Tuesday, April 17, 2012

Psalm 73. A prayer.

Now that I am praying faithfully three times a day, the words of the prayer service, said over and over again, get a bit stale.  One way I've tried to inject something new in my prayers each day is to go through the Book of Psalms, reciting one (or in the case of longer ones, portions of one) each day.
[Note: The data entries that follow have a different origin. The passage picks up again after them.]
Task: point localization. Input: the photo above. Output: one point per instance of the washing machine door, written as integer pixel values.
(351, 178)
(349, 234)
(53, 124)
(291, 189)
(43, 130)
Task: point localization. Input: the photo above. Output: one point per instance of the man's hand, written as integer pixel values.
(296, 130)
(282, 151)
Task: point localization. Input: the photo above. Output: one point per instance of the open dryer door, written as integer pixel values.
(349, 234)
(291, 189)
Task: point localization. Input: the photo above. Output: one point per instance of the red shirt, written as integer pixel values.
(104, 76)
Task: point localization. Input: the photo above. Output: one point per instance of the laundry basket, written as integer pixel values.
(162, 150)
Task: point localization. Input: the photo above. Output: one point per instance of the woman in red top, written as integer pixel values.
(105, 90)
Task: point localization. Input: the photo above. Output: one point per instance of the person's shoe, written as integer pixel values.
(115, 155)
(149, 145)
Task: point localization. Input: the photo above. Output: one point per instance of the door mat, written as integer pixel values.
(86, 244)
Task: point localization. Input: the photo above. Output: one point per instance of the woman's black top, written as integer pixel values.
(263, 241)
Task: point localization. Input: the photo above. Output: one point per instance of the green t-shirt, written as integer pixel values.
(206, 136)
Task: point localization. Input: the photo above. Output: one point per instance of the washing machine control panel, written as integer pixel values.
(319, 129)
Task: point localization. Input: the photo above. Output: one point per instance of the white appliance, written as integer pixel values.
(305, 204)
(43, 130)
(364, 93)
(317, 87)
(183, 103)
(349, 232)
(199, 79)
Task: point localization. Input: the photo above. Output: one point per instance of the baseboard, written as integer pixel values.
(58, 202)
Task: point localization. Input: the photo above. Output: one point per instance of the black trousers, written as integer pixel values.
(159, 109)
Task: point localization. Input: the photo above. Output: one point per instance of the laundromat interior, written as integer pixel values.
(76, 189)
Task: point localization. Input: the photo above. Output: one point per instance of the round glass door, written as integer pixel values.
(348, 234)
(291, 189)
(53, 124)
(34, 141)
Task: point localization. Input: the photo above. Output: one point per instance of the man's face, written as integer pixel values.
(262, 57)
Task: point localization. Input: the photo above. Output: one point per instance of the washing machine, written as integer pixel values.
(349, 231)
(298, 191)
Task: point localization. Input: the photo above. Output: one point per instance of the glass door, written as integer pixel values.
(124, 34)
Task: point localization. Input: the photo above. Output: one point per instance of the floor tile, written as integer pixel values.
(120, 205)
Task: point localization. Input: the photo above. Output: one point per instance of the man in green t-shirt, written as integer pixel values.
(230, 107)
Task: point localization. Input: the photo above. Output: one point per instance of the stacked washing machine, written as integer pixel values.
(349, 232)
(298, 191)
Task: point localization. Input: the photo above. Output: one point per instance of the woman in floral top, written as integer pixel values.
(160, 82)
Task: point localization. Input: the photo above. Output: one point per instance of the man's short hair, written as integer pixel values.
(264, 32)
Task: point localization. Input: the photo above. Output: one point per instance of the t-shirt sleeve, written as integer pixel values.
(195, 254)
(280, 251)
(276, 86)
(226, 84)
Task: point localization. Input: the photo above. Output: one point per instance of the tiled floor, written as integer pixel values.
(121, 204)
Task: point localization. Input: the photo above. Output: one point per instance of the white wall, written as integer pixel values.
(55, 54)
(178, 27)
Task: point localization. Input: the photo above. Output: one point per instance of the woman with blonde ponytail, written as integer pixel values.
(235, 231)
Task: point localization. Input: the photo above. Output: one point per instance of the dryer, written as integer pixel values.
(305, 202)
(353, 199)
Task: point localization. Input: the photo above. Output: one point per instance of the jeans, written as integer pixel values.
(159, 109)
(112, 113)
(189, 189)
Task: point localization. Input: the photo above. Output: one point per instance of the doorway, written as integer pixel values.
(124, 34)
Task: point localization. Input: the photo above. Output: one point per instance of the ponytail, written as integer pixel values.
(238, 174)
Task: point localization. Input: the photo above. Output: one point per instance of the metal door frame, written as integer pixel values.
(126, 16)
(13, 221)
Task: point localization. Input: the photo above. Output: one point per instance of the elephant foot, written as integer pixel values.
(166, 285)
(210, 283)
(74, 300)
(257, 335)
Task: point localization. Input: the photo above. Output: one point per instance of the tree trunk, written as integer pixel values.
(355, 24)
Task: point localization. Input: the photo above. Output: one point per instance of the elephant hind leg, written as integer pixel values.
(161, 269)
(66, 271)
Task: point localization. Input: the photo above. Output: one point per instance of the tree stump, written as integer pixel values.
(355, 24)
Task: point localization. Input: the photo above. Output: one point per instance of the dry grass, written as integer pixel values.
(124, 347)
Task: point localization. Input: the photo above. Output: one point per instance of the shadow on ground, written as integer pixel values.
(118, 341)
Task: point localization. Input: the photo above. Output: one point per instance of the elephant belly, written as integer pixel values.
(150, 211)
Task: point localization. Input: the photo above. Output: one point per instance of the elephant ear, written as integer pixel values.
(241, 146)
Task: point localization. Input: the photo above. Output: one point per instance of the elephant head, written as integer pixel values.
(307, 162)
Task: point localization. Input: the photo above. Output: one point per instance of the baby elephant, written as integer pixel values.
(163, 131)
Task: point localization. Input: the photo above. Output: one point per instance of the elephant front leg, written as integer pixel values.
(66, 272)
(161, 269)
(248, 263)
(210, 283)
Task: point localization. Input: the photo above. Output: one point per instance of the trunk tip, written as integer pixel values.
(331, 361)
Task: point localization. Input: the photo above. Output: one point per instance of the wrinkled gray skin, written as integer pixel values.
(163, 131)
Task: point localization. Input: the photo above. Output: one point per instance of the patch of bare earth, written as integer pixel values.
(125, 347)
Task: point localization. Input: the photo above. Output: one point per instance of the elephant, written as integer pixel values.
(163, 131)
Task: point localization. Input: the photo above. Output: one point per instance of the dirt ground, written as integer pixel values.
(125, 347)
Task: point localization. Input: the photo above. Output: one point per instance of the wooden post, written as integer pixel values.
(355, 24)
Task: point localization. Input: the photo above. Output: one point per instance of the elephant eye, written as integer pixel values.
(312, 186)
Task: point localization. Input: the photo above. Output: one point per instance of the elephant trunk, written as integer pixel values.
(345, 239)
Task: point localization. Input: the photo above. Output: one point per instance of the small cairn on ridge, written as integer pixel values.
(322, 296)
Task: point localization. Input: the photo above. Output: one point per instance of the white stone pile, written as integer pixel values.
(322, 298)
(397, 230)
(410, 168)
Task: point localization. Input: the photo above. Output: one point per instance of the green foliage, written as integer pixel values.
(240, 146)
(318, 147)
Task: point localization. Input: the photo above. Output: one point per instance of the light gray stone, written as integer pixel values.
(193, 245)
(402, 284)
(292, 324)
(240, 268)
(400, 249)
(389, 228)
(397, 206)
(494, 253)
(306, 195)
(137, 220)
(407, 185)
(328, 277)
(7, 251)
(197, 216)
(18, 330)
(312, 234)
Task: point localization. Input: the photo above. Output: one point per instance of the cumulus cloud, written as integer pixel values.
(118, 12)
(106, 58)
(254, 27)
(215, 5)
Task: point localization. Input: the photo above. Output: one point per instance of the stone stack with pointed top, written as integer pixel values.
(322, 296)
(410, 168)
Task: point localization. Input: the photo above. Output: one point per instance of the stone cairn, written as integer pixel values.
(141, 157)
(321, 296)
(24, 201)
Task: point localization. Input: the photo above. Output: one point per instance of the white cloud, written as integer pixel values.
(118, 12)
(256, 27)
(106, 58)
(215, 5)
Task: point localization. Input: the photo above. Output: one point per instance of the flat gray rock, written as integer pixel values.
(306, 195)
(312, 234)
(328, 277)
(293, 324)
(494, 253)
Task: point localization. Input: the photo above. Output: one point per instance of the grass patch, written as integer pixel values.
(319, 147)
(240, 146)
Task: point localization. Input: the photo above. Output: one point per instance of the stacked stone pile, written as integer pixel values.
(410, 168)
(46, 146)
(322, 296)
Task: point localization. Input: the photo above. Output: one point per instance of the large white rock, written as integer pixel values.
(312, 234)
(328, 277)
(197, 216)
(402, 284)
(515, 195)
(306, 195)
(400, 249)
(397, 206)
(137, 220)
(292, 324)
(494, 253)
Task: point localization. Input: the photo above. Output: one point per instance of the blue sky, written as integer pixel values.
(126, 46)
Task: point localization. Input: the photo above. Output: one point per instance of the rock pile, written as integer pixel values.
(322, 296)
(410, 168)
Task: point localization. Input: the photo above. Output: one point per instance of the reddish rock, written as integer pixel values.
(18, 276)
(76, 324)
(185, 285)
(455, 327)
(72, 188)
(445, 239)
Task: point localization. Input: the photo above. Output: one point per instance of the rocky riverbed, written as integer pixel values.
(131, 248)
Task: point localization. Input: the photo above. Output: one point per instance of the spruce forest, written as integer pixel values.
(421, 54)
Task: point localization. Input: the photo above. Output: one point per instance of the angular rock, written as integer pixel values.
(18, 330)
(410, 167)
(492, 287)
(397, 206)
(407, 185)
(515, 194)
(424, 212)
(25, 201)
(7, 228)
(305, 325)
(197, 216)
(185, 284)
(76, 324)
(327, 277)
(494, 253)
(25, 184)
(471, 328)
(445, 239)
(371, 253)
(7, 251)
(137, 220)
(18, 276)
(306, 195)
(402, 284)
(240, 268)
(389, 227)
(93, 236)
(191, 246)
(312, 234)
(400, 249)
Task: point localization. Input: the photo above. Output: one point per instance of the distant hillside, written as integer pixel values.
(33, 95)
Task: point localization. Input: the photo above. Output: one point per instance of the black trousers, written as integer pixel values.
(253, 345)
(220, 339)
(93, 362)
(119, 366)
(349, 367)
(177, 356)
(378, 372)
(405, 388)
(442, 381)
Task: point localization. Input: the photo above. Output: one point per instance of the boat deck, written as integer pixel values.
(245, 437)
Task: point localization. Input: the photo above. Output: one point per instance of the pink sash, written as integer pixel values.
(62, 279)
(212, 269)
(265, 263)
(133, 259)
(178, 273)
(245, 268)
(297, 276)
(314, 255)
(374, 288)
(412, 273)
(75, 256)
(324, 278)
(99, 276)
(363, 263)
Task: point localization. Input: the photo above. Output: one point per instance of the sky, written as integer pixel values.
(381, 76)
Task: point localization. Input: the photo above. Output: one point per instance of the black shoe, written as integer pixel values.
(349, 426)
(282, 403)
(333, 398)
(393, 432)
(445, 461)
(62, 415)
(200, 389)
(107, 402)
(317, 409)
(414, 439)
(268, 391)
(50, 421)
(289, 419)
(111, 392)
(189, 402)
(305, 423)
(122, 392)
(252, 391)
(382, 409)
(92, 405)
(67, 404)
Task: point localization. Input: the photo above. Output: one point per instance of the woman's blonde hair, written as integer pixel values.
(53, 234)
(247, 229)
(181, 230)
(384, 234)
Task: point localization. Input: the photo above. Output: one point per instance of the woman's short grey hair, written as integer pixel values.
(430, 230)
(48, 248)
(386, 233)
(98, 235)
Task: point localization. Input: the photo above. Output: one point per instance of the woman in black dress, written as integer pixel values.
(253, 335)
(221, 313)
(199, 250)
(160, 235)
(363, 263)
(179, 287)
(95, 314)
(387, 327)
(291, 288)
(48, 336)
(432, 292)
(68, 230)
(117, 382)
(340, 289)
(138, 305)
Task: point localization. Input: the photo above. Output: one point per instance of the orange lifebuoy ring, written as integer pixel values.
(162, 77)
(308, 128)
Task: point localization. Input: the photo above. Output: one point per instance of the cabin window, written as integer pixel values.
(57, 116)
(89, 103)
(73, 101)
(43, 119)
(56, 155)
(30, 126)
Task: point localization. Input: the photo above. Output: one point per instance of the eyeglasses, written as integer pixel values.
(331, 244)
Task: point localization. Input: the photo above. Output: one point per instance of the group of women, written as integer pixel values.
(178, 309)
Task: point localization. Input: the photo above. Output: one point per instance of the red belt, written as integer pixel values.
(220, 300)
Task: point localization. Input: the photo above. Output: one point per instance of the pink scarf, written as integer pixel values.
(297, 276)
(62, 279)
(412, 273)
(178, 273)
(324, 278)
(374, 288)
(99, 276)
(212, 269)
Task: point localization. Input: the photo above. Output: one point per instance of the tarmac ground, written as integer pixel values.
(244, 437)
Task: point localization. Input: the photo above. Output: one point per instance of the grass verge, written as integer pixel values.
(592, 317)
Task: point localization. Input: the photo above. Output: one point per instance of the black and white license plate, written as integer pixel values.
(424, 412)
I've been trying to mine the psalms for words that speak to my current state of mind.  Recently the  words of Psalm 73, which I've read at least ten times before, jumped out at me as if I'd never seen them before.  The Psalm (using a combination of the Metsudah and Robert Alter's translations) concludes (verses 21-28):
For my heart was embittered and my conscience stabbed with pain.
And I was ignorant and knew nothing, as cattle I was with You.
Yet I am continually with You, You held my right hand.
You guided me with your counsel, and toward glory You took me.
Whom have I in heaven but you, and besides You I desire nothing on earth.
Though my flesh and my heart yearn, God is my heart's rock and my portion forever.
For behold, those far from You perish, You cut down all those go astray from You.
But as for me, God's nearness is good to me.
I make the Master the Lord my shelter, to recount all your works.
A prayer that somehow, through the pain, I will come closer to, and, even for a moment, feel that I'm with, my Maker.  It hasn't happened so far.